I specifically echo your last sentiment, this forum is peppered with my rants on the subject.
I think there is an earlier thread on WWg where the issue of moving and fighting was discussed. I mentioned there that a DBA battle commences when the two sides are more than 1km apart, and so we can expect that it includes part of the time that the Wagons are moving into the most advantageous position.
08-16-2005, 11:25 AM
As I see it, one major problem with representing WWg is that they focus attention on something that DBA doesn't really represent well at all -- the point where strategic maneuver ends and tactical battles begin.
DBA represents a tactical battle. Every five or six months somebody on this forum posts arguing that the tactical aggressor should be required to attack if the defender doesn't come out of his terrain (corner, whatever). That doesn't work (don't start talking about it -- see past posts if you haven't heard this debate before) but it does point out that DBA does not represent the maneuvering to "force" a battle. In the real world there were times and places when one side managed to put the other side in a position where they HAD to fight. Where withdrawing without a battle would have been bad -- often as bad as a defeat. Or even where it was impossible for one side to retreat (in a strategic sense).
And many of the Hussite battles were exactly that. The anti-Hussite forces in the first couple of battles felt that they could not retreat from peasants etc. without great loss of prestige/whatever. Since they were trying to scotch a grass-roots peasant-revolt movement, they were probably right -- they needed to re-establish their authority immediately, and even a few months more allowed the followers of Hus to solidify their support. Even worse, after the first few battles the Hussites had a reputation so fierce that in later battles the major concern of the German forces seemed to be trying to keep their forces together at all to face the Hussites -- if they retreated without a battle, their forces would be decimated by desertion and demoralization.

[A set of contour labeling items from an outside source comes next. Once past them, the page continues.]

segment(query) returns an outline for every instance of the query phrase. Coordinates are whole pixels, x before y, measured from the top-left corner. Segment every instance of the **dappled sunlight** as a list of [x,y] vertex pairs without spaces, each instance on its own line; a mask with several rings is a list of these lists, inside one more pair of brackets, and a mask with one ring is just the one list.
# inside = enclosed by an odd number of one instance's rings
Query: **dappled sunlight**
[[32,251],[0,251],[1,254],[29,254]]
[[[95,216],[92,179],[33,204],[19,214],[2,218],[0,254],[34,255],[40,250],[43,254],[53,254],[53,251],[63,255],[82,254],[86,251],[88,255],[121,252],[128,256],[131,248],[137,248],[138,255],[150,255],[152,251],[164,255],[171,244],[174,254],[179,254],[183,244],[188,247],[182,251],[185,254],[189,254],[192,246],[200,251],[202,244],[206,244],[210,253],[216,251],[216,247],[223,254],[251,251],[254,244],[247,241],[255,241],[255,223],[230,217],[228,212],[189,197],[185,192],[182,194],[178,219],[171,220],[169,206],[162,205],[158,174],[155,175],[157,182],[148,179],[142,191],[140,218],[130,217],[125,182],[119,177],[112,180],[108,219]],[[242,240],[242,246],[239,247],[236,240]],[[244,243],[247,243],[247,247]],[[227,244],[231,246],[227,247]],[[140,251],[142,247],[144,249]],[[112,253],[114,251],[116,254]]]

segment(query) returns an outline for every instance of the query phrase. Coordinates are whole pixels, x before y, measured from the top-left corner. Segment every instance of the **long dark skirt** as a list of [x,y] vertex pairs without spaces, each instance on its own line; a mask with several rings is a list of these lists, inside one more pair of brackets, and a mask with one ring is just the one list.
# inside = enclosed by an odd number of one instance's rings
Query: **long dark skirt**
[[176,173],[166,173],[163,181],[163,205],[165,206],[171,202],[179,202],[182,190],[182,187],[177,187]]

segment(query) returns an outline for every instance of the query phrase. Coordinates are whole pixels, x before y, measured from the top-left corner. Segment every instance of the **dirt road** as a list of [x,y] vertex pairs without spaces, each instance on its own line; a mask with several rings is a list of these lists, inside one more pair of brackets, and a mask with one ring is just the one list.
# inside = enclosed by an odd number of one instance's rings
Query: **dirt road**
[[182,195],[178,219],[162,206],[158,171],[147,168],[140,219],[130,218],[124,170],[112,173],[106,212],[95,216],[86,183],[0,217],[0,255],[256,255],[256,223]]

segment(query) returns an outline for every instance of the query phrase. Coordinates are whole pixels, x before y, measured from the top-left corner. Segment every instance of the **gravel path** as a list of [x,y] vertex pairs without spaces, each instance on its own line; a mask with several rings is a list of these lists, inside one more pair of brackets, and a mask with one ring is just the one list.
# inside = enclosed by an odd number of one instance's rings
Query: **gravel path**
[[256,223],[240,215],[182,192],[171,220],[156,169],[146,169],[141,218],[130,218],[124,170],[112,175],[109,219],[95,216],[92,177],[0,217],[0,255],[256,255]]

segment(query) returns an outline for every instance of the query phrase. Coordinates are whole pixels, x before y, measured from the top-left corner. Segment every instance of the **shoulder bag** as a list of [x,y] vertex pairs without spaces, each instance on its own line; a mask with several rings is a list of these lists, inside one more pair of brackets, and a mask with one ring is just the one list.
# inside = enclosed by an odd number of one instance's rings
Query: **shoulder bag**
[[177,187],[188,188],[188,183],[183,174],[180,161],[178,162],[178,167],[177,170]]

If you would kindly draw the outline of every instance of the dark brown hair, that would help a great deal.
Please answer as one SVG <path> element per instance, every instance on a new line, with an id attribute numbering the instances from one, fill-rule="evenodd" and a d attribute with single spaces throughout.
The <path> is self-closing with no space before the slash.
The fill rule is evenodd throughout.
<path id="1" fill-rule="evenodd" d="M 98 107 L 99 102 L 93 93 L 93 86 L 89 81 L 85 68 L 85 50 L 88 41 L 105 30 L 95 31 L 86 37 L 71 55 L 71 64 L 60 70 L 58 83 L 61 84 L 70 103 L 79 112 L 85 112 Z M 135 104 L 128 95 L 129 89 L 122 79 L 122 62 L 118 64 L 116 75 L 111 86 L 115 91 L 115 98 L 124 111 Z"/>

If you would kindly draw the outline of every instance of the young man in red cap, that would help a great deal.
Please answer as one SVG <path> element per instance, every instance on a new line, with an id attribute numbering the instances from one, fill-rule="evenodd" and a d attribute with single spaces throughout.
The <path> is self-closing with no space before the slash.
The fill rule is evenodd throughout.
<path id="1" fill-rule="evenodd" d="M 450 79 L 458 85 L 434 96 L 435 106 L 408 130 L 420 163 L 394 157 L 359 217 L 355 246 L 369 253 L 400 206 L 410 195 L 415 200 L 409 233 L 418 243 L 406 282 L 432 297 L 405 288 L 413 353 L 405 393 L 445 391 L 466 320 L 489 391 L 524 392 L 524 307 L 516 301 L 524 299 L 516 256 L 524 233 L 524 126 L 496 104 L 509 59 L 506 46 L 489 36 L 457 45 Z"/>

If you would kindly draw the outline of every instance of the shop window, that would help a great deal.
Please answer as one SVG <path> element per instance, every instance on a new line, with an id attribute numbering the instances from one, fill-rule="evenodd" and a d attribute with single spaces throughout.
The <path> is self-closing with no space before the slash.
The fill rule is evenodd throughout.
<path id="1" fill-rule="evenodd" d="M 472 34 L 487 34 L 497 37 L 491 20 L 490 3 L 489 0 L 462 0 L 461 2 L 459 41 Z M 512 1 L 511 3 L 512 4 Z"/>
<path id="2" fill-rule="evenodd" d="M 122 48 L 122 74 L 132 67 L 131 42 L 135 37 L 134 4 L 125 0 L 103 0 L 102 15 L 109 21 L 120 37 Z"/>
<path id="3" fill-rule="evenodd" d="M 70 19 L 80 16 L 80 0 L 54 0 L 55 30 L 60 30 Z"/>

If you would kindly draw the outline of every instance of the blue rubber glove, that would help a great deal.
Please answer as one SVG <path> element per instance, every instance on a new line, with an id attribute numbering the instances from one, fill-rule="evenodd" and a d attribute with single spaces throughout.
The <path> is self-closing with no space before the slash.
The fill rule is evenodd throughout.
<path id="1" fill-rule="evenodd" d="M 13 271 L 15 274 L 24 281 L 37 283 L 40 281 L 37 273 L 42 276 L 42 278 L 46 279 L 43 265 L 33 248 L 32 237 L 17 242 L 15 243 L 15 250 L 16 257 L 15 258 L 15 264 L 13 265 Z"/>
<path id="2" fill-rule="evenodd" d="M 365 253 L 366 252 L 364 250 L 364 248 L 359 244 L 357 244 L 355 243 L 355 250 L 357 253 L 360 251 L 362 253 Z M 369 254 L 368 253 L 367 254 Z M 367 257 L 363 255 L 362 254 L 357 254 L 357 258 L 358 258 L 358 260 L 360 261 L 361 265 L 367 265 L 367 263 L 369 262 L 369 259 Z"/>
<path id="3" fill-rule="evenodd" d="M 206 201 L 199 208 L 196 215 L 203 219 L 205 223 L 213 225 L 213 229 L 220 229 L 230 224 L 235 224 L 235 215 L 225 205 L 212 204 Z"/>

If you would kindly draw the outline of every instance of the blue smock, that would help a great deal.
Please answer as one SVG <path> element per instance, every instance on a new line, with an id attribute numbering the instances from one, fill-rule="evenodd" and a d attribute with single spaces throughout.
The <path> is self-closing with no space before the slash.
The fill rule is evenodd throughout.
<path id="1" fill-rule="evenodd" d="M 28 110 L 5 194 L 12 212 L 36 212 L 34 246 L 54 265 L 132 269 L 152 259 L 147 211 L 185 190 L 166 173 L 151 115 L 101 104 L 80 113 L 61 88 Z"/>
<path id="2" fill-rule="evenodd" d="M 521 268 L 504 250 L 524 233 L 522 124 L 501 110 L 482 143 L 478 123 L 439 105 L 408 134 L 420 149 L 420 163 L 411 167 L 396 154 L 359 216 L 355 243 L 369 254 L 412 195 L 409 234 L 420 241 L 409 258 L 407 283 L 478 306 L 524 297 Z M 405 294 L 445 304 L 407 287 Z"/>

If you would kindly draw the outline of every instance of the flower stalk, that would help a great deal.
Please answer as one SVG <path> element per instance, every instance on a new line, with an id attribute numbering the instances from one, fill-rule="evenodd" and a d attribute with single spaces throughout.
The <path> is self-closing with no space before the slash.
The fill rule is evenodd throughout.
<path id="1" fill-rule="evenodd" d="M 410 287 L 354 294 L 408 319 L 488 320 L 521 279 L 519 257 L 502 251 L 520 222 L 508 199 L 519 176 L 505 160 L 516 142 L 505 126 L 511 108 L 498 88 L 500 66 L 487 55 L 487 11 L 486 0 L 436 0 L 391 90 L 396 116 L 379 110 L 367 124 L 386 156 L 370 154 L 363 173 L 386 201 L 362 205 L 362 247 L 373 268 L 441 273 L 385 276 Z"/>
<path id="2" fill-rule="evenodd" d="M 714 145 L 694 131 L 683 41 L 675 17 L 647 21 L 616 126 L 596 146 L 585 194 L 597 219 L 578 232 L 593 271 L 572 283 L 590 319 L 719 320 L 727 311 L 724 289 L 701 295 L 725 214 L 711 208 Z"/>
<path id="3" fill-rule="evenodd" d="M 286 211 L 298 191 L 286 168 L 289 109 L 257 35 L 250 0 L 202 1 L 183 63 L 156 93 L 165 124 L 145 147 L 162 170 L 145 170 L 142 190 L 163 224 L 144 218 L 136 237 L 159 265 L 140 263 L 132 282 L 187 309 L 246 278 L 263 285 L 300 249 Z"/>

So the Hussites seemed to have a significant ability to put their foes in a position where they HAD to attack -- exactly what you want if you are running a peasant rebellion with essentially no mobile forces, based around a wagonburg fortress.
Anyway, my point is that the ability to put foes in a position where they MUST attack is not represented at all by DBA. It happens before the DBA mapboard is even put out, and includes many factors (scouting, generalship, supply, knowledge of terrain, social factors in both armies, who is Consul on a given day, iconoclasm) that will never be represented in a tactical wargame.
08-16-2005, 03:01 PM
Originally posted by David Kuijt:
Anyway, my point is that the ability to put foes in a position where they MUST attack is not represented at all by DBA. It happens before the DBA mapboard is even put out, and includes many factors (scouting, generalship, supply, knowledge of terrain, social factors in both armies, who is Consul on a given day, iconoclasm) that will never be represented in a tactical wargame. And that's were campaigning is great, and DBA, by its simplicity, is the perfect tactical rule for a campaign.
(appart from the fact that the campaign rules included in the DBA rulebook may be unsuffisant) But gives yourself a campaign rules were the Hussites have low ressources, but nothing to lose, and the germans have many ressources, but much to loose, and that would certainly be a great game.